Creating a Revenue Generating Business
Let’s get one thing clear, there are lots of different kinds of businesses. There are huge corporations owned by many people and propelled by a board of directors, there are mid-sized businesses, franchises, service based, online, lifestyle, sole proprietors, partnerships just to list a few. And some businesses in all of these categories make money, some make a lot of money and others in all categories lose money. If you are ready to start or morph your business into a revenue generating business consider the following:
Elements of a Revenue Generating Business
1. They Make Money. Revenue generating businesses have the potential to make a great sum of money. My personal definition of a great sum is anything from $500,000- $1,000,000+ in gross annual sales. When you own a business with that level of revenue you have options. Options to hire a staff, options to have a nice office, work on product development and create an organization that has a life of its own.
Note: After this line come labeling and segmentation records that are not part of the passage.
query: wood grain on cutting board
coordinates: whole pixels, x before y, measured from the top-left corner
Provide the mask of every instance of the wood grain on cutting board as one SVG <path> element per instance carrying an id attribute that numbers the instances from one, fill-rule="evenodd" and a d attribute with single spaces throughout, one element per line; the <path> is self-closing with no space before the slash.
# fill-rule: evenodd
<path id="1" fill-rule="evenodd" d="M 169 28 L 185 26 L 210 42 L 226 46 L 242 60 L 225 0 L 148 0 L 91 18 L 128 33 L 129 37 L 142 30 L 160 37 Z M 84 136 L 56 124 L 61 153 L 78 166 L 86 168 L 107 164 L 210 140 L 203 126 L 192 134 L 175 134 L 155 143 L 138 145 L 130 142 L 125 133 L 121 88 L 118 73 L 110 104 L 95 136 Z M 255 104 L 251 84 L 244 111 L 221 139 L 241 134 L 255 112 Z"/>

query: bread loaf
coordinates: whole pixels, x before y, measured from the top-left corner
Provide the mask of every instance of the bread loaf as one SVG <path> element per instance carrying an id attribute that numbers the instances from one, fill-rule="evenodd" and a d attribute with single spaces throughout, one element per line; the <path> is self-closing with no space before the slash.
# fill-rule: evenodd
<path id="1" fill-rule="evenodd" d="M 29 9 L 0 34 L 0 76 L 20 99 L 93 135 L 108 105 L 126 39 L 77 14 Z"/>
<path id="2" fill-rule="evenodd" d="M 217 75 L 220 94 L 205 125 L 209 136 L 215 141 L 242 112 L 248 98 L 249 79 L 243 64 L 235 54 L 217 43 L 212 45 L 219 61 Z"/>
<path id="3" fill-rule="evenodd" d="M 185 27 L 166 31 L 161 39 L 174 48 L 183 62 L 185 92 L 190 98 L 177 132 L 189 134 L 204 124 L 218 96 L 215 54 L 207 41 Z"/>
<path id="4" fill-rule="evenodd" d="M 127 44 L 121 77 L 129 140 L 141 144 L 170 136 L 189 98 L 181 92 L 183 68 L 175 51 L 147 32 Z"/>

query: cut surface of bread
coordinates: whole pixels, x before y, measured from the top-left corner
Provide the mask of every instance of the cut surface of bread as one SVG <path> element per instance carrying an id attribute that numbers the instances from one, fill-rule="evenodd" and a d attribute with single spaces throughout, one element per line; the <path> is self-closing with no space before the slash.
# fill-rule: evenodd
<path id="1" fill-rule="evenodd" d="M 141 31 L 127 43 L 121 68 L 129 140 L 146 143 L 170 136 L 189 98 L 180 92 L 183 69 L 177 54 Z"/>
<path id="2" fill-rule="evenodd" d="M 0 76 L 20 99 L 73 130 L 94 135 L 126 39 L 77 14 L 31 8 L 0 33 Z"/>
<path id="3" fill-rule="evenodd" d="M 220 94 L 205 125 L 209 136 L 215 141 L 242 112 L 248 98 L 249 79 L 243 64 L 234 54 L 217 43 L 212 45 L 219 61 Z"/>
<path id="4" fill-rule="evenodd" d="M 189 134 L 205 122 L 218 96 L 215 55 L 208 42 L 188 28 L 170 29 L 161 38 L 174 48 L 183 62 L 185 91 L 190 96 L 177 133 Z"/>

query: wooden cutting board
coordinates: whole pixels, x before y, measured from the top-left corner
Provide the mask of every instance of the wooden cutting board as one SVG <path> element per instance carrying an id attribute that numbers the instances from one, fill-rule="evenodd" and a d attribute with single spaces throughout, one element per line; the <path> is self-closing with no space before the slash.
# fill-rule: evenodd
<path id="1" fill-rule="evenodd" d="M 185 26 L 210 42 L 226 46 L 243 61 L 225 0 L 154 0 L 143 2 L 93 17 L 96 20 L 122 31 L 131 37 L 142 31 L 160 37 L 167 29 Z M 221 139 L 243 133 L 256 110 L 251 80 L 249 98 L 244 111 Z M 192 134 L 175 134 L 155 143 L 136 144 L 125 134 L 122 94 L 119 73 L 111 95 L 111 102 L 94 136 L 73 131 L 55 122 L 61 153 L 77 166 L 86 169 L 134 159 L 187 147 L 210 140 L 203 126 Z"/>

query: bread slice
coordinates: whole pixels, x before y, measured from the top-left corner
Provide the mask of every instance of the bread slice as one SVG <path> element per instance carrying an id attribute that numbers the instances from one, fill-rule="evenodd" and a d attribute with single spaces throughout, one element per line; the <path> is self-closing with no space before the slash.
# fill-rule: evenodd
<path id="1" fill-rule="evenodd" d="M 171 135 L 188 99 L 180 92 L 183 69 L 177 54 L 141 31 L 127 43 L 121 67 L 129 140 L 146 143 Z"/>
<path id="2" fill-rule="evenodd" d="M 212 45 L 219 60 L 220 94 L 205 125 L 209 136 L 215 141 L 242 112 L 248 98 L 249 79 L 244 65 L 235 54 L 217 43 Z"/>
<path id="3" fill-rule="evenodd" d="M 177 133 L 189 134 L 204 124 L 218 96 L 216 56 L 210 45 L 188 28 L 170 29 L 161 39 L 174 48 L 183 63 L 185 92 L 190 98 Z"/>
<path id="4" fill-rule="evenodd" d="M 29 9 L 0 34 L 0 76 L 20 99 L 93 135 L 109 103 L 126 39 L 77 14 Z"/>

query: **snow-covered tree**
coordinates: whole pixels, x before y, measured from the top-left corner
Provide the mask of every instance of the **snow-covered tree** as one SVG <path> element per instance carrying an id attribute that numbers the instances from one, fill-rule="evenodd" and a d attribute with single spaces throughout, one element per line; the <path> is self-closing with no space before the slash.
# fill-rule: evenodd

2. Good Price Point. In my experience, a revenue generating business is created when you are able to sell a product or service for over $500 and you are able to sell it in large quantities. You’d need a thousand customers to get to your $500,000 but it’s doable. High purchase price and the correct volume of customers make it workable.
3. Recurring Revenue. Your business works best when you are able to establish recurring revenue, meaning your customer makes a purchase that is planned to be made again each month. An example of this is a subscription program. When signing a customer up the intention is to have them as a customer each month for typically a year, or more. This recurring revenue allows for the development of new customers while maintaining your current base of customers.
4. Scalable. The idea of scalability is that you as the business owner aren’t having to do all of the work to get a sale. When you have to “touch” each customer or sell them personally you aren’t able to scale because you only have so many hours in a day. This limits your ability to make higher sales in your business. It also chains you to your company. Ideally, you are setting up a business that has the ability to run in your absence for extended periods of time as you pursue other interests and passions. Google defines scalability as a characteristic of a system, model or function that describes its capability to cope and perform under an increased or expanding workload. A system that scales well will be able to maintain or even increase its level of performance or efficiency when tested by larger operational demands.
5. Sellable. Is the business you own or are starting sellable? If so you can begin with an exit strategy from the start. Keep in mind that businesses are saleable when there’s something to be bought. Ask yourself this question, if I leave my business can it continue without me? If the answer is no, then your business can’t be bought. If the answer is yes, you may be able to find a buyer. Another consideration is the foundation of the product you are selling. If you have a loyal customer base that isn’t attached to you as the owner, but instead is loyal to the product it doesn’t matter who owns the business and this makes it attractive to a buyer.
6. Keep Cost of Goods and Expenses Low. The key to any business isn’t how much money you get, but how much you keep. If your profit margin is 80 percent, it will be difficult to gain traction. After having owned several businesses my mantra is keep expenses as low as possible. Each year examine all expenses and see if you are able to get rid of them or lower them. Request new quotes each year on things such as insurance, telephone and internet service and any other recurring monthly expense. Next, make sure you are keeping your cost of goods as low as possible while still maintaining the integrity of the product. Make sure you are considering your profit margin when adding expenses. Just because something costs $100 doesn’t mean you need to bring in $100 to cover that expense. You need to bring in more to compensate for expenses. Use this as your guide post.
Be diligent and aware of your money. It is your job as the business owner to be aware of money in your business. You need to know how much you have coming in and how much you have going out. Checking your bank account to make sure there’s money in the account doesn’t qualify as doing your best to manage your money. It is your responsibility to the company and to the yourself to be aware of financial goals and work to achieve them.
If you own a business and you’d like it to produce more revenue consider these factors. It’s possible that your business can be transformed, or perhaps you might need to build something different in order to achieve your goals. Be real with yourself. Are you interested in building a business bigger than what you have, or are you happy with the size of your company? Not all business owners need to build an “organization.” Be real about who you are and follow the path to that alignment.